Police mehr als 600 Euro teurer
Wir haben sieben Herstellerbanken gefragt, was die Haftpflicht- und Vollkaskoversicherung einen 35-jährigen Angestellten kostet. Ergebnis: Sie ist oft teuer. Wer sich stattdessen auf dem freien Markt eine günstige Police sucht, kann hunderte Euro sparen. Unser Modellkunde fährt 679 Euro im Jahr billiger, wenn er seinen neuen 1-er BMW nicht übers Autohaus versichert, sondern direkt bei einem günstigen Versicherer.
Die Tabelle vergleicht die Herstellerpolicen mit dem Classictarif des Onlineversicherers Huk24. Dieser Tarif bietet in allen wichtigen Punkten gute Leistungen, teils bessere als die Policen vom Hersteller, und er ist im Regelfall preiswert.
Wer will, kann auf dem freien Markt sogar noch günstigere Angebote finden. Dafür ist aber ein Preisvergleich nötig, in den persönliche Merkmale wie Alter, Beruf, Jahreskilometer, Garage und anderes einfließen.
Die Tabelle zeigt: Nur Peugeot ist etwas günstiger als der Vergleichstarif, bei höherer Selbstbeteiligung. Fünf Hersteller im Test sind teurer. Toyota macht keine Angaben: Die Versicherungsbeiträge seien je nach Händler zu unterschiedlich.
Das Ergebnis hat uns erstaunt. Denn bei der großen Marktbedeutung der Autofirmen sollten günstige Preise drin sein. Die Hersteller erledigen das Versicherungsgeschäft meist nicht selbst, sondern kooperieren mit gewerblichen Versicherern. Denen vermitteln sie tausende Kunden. Allein die Allianz hat 1,3 Millionen Autos über Autohäuser versichert. VW geht anders vor: Die Wolfsburger betreiben gemeinsam mit der Allianz eine eigene Versicherung.
Doch so oder so: Am Ende hat das „Alles aus einer Hand“ für den Kunden seinen Preis – das sagen die Verkäufer nicht.
Police nur bei Kredit oder Leasing
Eine Versicherung bekommen oft nur Kunden angeboten, die ihr Auto über einen Kredit der Herstellerbank oder über Leasing finanzieren. Ein Neuwagen muss es nicht unbedingt sein – versichert werden auch gebrauchte Fahrzeuge.
Ein Tipp kann die Police von Peugeot für Fahrer in teuren Schadenfreiheitsklassen (SF) sein. Sie verzichtet auf die Einteilung in Klassen. Das bringt unserem Modellkunden in Klasse 5 zwar nur wenig. Aber Fahrer in teuren Klassen können viel sparen. Allerdings nimmt Peugeot keine Fahrer unter 19 Jahren. Ab 19 Jahren sind Zuschläge fällig, ab 23 Jahren entfallen sie.

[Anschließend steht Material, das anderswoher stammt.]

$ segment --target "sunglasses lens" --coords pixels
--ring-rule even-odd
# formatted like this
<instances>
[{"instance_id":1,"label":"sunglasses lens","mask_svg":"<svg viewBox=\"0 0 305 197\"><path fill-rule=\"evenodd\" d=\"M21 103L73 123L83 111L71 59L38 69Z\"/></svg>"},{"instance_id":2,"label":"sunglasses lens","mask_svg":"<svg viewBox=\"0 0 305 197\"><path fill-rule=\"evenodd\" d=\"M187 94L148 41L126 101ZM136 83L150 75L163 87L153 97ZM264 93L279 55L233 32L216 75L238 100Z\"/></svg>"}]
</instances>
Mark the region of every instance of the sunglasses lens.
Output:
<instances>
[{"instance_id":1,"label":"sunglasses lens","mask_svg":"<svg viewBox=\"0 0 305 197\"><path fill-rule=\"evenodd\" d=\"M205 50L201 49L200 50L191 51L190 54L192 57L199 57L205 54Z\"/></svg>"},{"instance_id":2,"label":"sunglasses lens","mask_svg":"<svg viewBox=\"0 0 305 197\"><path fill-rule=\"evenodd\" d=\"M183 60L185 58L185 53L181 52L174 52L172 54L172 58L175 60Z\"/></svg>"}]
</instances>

Auch Käufer besonders teurer Autos können von einer Herstellerpolice profitieren. Sie bekommen auf diesem Weg eher Kaskoschutz. Dagegen lehnen viele Anbieter auf dem freien Markt es ab, Pkw mit einem Wert von mehr als 60 000 Euro zu versichern. Oder sie nehmen kräftige Aufpreise. Auch für Pkw in hohen Typklassen ist Kaskoschutz nicht leicht zu haben.

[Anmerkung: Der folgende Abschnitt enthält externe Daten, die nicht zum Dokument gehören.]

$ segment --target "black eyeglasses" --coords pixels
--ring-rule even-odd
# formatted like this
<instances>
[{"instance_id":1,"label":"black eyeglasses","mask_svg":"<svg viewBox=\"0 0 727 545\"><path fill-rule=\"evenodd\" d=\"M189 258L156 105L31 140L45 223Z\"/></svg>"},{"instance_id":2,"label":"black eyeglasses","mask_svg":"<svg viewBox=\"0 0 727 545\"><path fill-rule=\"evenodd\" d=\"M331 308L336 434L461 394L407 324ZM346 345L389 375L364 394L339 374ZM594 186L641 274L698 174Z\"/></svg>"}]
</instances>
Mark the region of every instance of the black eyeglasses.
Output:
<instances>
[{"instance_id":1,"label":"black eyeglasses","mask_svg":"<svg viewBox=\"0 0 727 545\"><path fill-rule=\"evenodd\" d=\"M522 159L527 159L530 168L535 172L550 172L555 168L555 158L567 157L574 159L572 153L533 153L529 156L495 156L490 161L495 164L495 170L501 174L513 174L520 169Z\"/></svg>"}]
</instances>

Leistungen wie am Markt üblich
Einige Hersteller geben Rabatt auf die Police, wenn der Pkw Sicherheitsausstattungen hat. Mercedes gewährt dem Modellkunden 15 Prozent Nachlass, wenn sein A 180 das „Fahrassistenz-Paket-Plus“ hat.

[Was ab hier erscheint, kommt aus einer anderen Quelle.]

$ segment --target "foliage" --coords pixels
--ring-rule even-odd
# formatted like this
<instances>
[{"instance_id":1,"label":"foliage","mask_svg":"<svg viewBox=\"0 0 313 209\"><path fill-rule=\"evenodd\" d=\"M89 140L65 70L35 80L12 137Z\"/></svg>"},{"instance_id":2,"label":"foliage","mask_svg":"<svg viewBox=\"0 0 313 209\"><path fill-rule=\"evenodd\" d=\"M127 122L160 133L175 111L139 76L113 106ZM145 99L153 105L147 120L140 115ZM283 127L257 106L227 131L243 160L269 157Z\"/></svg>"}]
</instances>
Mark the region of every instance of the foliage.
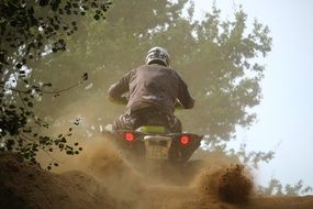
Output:
<instances>
[{"instance_id":1,"label":"foliage","mask_svg":"<svg viewBox=\"0 0 313 209\"><path fill-rule=\"evenodd\" d=\"M105 101L103 89L143 64L149 47L161 45L169 51L171 66L195 97L192 110L195 120L189 119L188 111L177 112L185 130L204 134L210 143L228 141L235 138L236 128L249 128L256 119L251 108L261 99L260 62L271 50L269 29L257 21L247 25L242 9L236 11L234 20L224 21L221 11L213 7L205 19L194 21L192 4L189 16L182 14L187 2L119 0L100 26L82 23L85 30L71 40L70 54L47 56L45 63L58 64L63 75L59 84L70 79L74 68L89 69L93 88L74 97L97 95L97 102L113 110L105 112L103 119L110 122L121 109ZM74 59L80 61L79 64L66 70Z\"/></svg>"},{"instance_id":2,"label":"foliage","mask_svg":"<svg viewBox=\"0 0 313 209\"><path fill-rule=\"evenodd\" d=\"M78 154L81 147L67 142L72 128L65 134L48 136L42 128L49 124L38 117L35 106L44 95L59 96L88 79L83 74L77 84L65 89L53 87L51 81L31 79L30 66L44 56L66 51L68 37L78 30L80 16L104 19L111 2L78 0L3 0L0 2L0 134L2 148L20 152L36 161L38 150L54 148ZM45 69L46 72L48 69ZM76 121L75 124L78 124ZM57 164L56 164L57 165Z\"/></svg>"},{"instance_id":3,"label":"foliage","mask_svg":"<svg viewBox=\"0 0 313 209\"><path fill-rule=\"evenodd\" d=\"M268 186L259 186L258 193L261 195L288 195L288 196L298 196L303 194L312 193L312 187L304 186L303 180L299 180L294 185L282 185L278 179L272 178Z\"/></svg>"}]
</instances>

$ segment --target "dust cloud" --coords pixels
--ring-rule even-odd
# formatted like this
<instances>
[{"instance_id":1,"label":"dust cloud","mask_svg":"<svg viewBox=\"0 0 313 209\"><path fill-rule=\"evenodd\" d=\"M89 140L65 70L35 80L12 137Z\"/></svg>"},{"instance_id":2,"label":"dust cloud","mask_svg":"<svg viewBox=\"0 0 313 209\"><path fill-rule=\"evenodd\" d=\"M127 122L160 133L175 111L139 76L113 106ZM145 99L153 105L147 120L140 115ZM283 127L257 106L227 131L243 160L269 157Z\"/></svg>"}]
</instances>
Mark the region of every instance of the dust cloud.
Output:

Bei den Leistungen unterscheiden sich die Herstellerpolicen kaum vom freien Markt. Teils ist ihr Schutz sogar identisch. Die über BMW vermittelten Policen gibt es auch direkt von Ergo. Viele Händler bieten aber zusätzliche Komfortleistungen, beispielsweise Mietwagen während der Reparatur oder gratis Reinigung. BMW zahlt 100 Euro „Zuschuss für Schönheitsreparaturen“.
Eine weitere Besonderheit gibt es bei Opel, Peugeot und dem VW-Tarif „Prämie Light“: Der einmal vereinbarte Beitrag bleibt für Kredit- oder Leasingkunden über die ganze Laufzeit der Finanzierung gleich. Selbst wenn sie einen Unfall bauen, wird ihr Vertrag nicht teurer. Damit funktionieren diese Policen wie Tarife mit Rabattschutz. Da wird ein Kunde, der einen Unfall baut, nicht schlechter eingestuft.
Dagegen werden Policen vom freien Markt ohne Rabattschutz nach einem Unfall umgestuft.
Einstufung beim neuen Versicherer

© Stiftung Warentest

Doch was ist mit dem Schadenfreiheitsrabatt, wenn diese Kunden später den Versicherer wechseln? Peugeot erklärt auf Anfrage von Finanztest, dass dem neuen Versicherer die schadenfreien Jahre und die Schäden gemeldet werden. Der neue Anbieter kann den Kunden, der bisher in Klasse 5 war, also in die Klasse 8 einstufen, wenn er in der Zwischenzeit ohne Schaden geblieben ist.
Dass hinter dem Herstellerangebot ein gewöhnlicher Versicherer steht, merken Kunden oft kaum. Dessen Name taucht im Vertrag bloß am Rande auf. Im Schadensfall ist das Autohaus ihr Ansprechpartner. Das hat große Vorteile für die Händler. Sie können die Kundenbindung pflegen, behalten Zugriff auf den Käufer und können sich früh um das „Remarketing“ kümmern, sprich: den Verkauf des nächsten Autos anbahnen.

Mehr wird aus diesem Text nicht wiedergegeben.